Now let’s look at the downsides of using u64 for sizes. The most fundamental problem is that sizes and indexes really ought to have the same type. Partially this is so we can say things like “an index i for an array of size n is in-bounds if 0 <= i < n”. This becomes unclear if i and n are not the same type (or worse, misleading if we allow some kind of implicit conversion).

Another reason is that whenever we use explicit indexing instead of just map, it is invariably because we want to perform index arithmetic, and unsigned integers are just not very good at arithmetic. For example, the subtraction x-y might not be representable as an unsigned integer, even if x and y are quite small integers. Overflow can of course also happen for signed numbers, but it tends only to happen for very large numbers (which are rare), while unsigned overflow can happen for numbers close to zero (which are common).

Another annoyance is that unsigned numbers have no value that is guaranteed to never be an invalid index, such as -1. These sentinel values are useful for constructs such as scatter, where they represent results to be discarded. One can of course argue that it would be even better to use a sum type with a distinguished constructor to avoid silent errors where mistaken out-of-bounds indexes are ignored.

Finally, slicing is problematic. In Futhark, as in Python, the way to reverse an n-element array x is

x[n-1:-1:-1]

or with implicit bounds as

x[::-1]

Since Futhark uses inclusive start and exclusive end indexes, as Dijkstra wills it, we must provide -1 as the end index when computing a reverse slice - and of course, the stride itself is also negative. These values are not representable with unsigned numbers.

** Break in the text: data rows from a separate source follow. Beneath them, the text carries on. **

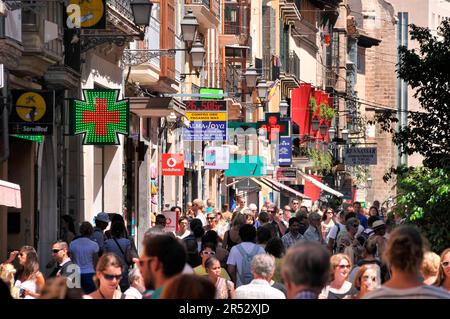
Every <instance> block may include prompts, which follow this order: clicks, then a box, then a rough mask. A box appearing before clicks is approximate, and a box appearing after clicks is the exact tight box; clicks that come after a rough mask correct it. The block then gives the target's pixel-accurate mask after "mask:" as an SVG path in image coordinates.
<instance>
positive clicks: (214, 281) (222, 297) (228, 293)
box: [205, 256, 234, 299]
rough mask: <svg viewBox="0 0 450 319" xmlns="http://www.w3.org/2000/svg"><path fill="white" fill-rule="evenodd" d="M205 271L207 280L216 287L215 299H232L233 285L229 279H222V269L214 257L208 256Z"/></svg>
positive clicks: (213, 256)
mask: <svg viewBox="0 0 450 319" xmlns="http://www.w3.org/2000/svg"><path fill="white" fill-rule="evenodd" d="M205 269H206V273H207V274H208V278H209V280H211V282H212V283H213V284H214V286H215V287H216V296H215V299H234V284H233V282H232V281H230V280H229V278H228V279H226V278H224V276H223V271H224V269H223V268H221V267H220V261H219V260H218V259H217V258H216V257H214V256H209V257H208V258H207V259H206V261H205ZM227 275H228V274H227Z"/></svg>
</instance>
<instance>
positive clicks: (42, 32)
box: [13, 2, 63, 77]
mask: <svg viewBox="0 0 450 319" xmlns="http://www.w3.org/2000/svg"><path fill="white" fill-rule="evenodd" d="M23 5H25V4H23ZM62 12H63V11H62V5H61V4H60V3H57V2H49V3H48V4H47V5H46V6H45V7H43V8H40V9H39V10H35V9H33V7H26V6H24V7H23V8H22V25H21V28H22V32H21V33H22V34H21V42H22V45H23V54H22V58H21V59H20V64H19V65H18V66H17V68H15V69H14V71H13V72H14V73H15V74H16V75H19V76H35V77H42V76H43V75H44V74H45V73H46V72H47V70H48V68H49V67H50V66H51V65H54V64H57V63H61V62H62V61H63V58H62V57H63V25H62ZM17 21H20V19H19V20H17ZM17 27H18V26H17V25H16V26H15V27H14V28H17ZM53 28H55V31H56V33H53V32H49V30H52V29H53ZM17 30H19V29H15V31H16V32H17ZM13 32H14V31H13ZM19 32H20V31H19ZM49 34H52V35H53V36H55V38H53V39H46V38H45V36H46V35H49Z"/></svg>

While we eventually want to do more advanced verification of Futhark programs based on sizes and indexes, this will inevitably require specialised machinery capable of understanding integer ranges directly, rather than encoding it in the structure of recursive types. When such machinery is available, using u64 for sizes has no real advantage compared to using i64 along a guarantee that the actual size is never negative. In fact, sticking to only i64 is probably helpful, as such analyses tend not to be great at handling type conversions.